Warwick Henderson Gallery, 255 Broadway, Newmarket


All Ages

Ticket Information:

  • Free Admission

“All that glitters is now art”

To recognise the artistic and creative value in various manufactures, objects and even junk takes a creative eye, a special talent.

Up and coming young Auckland artist Bartleet has this ability in spades. He has turned objects such as old phones, toys, electronic components, bits of wood, metal and plastic into intriguing and stunning artworks. Now his second exhibition of artworks created with found objects, the design and finish of the assembled artworks by the artist is something to behold. ”I enjoy identifying hidden qualities of an object. I use thousands of objects to inspire new shapes and textures. I enjoy removing objects from their typical function and appreciating them for their shape and aesthetic qualities,” says the artist.

This year he has experimented with various metallic finishes where the objects appear as cast gold, brass, aluminium, or even rusty blocks or assemblages. Arts critic John Daly-Peoples says “ultimately Bartleet is involved with transformation, turning raw material and simple ideas into something else. He has turned the detritus of life into expressive virtuoso creations of significance”.

Although the works appear to be randomly assembled or created, closer scrutiny reveals a painstaking process whereby each item is carefully fixed in place, bestowing the once discarded object a certain immortality not usually given to such short-lived consumer items. Often the most valuable collectibles of the 20th century ironically are now those which were thrown away due to their low value and proliferation. Baseball cards, advertising material, old toys and other consumables - they are appreciated now for their inherent design features or reflection of social and cultural history. Already viewers wonder at the rapid obsolescence of items Bartleet has incorporated into his artworks such as old cell phones, computer parts, toys, and other items that have not been seen in homes for decades. Bartleet says “Discarded objects make us realise how fast we are moving.
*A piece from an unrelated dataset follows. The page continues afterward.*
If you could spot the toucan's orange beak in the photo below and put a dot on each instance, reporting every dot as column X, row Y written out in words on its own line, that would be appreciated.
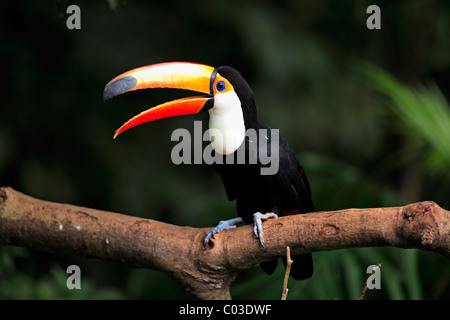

It brings back memories when you see your old cassette player but is also shocking to realise how fast we move on and forget them”. While the artist has no desire to emulate the famous King Midas, he is making huge strides as an emerging and innovative young New Zealand artist.

In 2007 Bartleet was the recipient of the Emerging Artist, Mazda Award, and in 2008 the Team McMillan Emerging Artists Award. He was also asked to complete a Bonnet for the BMW Bonnet auction in 2011. Several of Bartleet’s works are held in the James Wallace Collection and more recently the artist has been active in arts workshops for youth with the Auckland Council. He will also have an artwork installation that will be included in the upcoming “Art in the Dark” show to be held at Western Park in November this year.

These objects the artist has re-invented not only stir up some fond (or not so fond) memories but make for fascinating viewing. All that glitters may not necessarily be gold – but in this case, it is most certainly fine art.

This is a show not to be missed.

“Metal” by Alexander Bartleet opens on Tuesday the 7th of August 2012.